Share your pathological achievements with everyone? What could possibly go wrong? 

It goes without saying that the dark, violence-obsessed version of trans culture to which Blake was exposed can’t be blamed for his own actions. Yet it would be hard to deny that his desire to kill and maim became entangled with his trans identity. In his trial he claimed he first fantasised about murder when his parents refused to affirm his adopted gender identity. A headline in The Oxford Mail even went so far as to suggest Blake’s descent into evil was a result of this lack of acceptance. 

Whatever the truth, Blake was ill-served by a trans culture that tells young people constantly that they are the most oppressed minority in the world and face imminent execution by a hate-filled society, neither of which is remotely true.

Proof the trans lobby has failed to read the room when it comes to violent trans offenders came when trans activist Jane Fae, the head of the highly influential Trans Media Watch, was interviewed on BBC Radio 2. Instead of Scarlet Blake being sent to a male prison, Fae told Jeremy Vine murderers should go to the same prison, irrespective of sex. Stop me if you see a problem with this brilliant idea.

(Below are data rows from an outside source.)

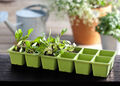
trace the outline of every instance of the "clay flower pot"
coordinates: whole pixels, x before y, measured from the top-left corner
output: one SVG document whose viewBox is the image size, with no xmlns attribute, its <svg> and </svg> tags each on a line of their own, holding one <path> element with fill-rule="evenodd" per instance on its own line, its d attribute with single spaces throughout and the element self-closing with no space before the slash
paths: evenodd
<svg viewBox="0 0 120 86">
<path fill-rule="evenodd" d="M 112 6 L 108 5 L 106 7 L 93 9 L 98 11 L 99 17 L 105 16 L 108 12 L 112 11 Z M 71 19 L 72 17 L 69 16 Z M 77 21 L 80 21 L 79 23 Z M 71 21 L 70 21 L 71 22 Z M 95 31 L 97 22 L 94 22 L 92 25 L 84 24 L 83 19 L 79 19 L 78 16 L 71 22 L 71 28 L 74 36 L 74 41 L 77 44 L 91 45 L 98 44 L 101 42 L 100 34 Z"/>
</svg>

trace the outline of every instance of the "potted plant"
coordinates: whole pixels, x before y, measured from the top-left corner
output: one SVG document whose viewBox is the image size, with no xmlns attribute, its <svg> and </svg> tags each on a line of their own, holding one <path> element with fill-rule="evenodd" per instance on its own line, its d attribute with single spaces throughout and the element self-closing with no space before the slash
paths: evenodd
<svg viewBox="0 0 120 86">
<path fill-rule="evenodd" d="M 103 49 L 118 50 L 120 46 L 120 13 L 108 13 L 99 19 L 96 31 L 101 34 Z"/>
<path fill-rule="evenodd" d="M 98 77 L 107 77 L 114 63 L 116 52 L 100 50 L 98 55 L 92 61 L 93 75 Z"/>
<path fill-rule="evenodd" d="M 27 40 L 25 42 L 25 59 L 28 67 L 39 68 L 41 66 L 40 47 L 38 42 Z"/>
<path fill-rule="evenodd" d="M 74 41 L 78 44 L 100 43 L 95 30 L 98 18 L 105 16 L 116 5 L 114 0 L 55 0 L 54 9 L 69 15 Z"/>
<path fill-rule="evenodd" d="M 50 32 L 48 38 L 42 41 L 46 45 L 43 54 L 41 54 L 43 69 L 55 70 L 57 68 L 57 56 L 65 52 L 67 46 L 70 46 L 69 41 L 60 40 L 66 31 L 67 29 L 63 29 L 56 38 L 53 38 Z"/>
<path fill-rule="evenodd" d="M 13 45 L 8 51 L 10 53 L 11 64 L 24 65 L 25 64 L 25 41 L 31 34 L 33 29 L 28 30 L 28 34 L 25 36 L 21 29 L 15 32 L 15 45 Z"/>
<path fill-rule="evenodd" d="M 82 48 L 73 45 L 66 46 L 64 52 L 58 55 L 58 67 L 61 72 L 71 73 L 74 70 L 74 58 Z"/>
</svg>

It celebrates the overriding importance of sexual liberty, no matter how extreme

This wasn’t a random example of idiocy. In 2018 Fae described most murders as “boring, pedestrian, even accidental stuff”. In his pre-trans identity of John Ozimek, Fae was also a forthright campaigner against tighter regulation of extreme pornography. In 2009 he even criticised the prosecution of an author who published a horrifically violent sexual fantasy online in which he described (in Ozimek’s own words) “the mutilation and murder of each member of the Girls Aloud pop group, whose body parts are then sold on e-Bay.” 

This sort of purblind complacence towards the risks of violent pornography and sexual offences is one the entire trans lobby now appears to have adopted. It celebrates the overriding importance of sexual liberty, no matter how extreme, and sends a message to mentally ill young trans people like Scarlet Blake that society is always in the wrong and they are always right. 

Scarlet Blake may be solely responsible for the dreadful murder of Jorge Martin Carreno but it was the LGBTQ+ lobby’s warped outlook that helped nourish the pathology in his troubled psyche.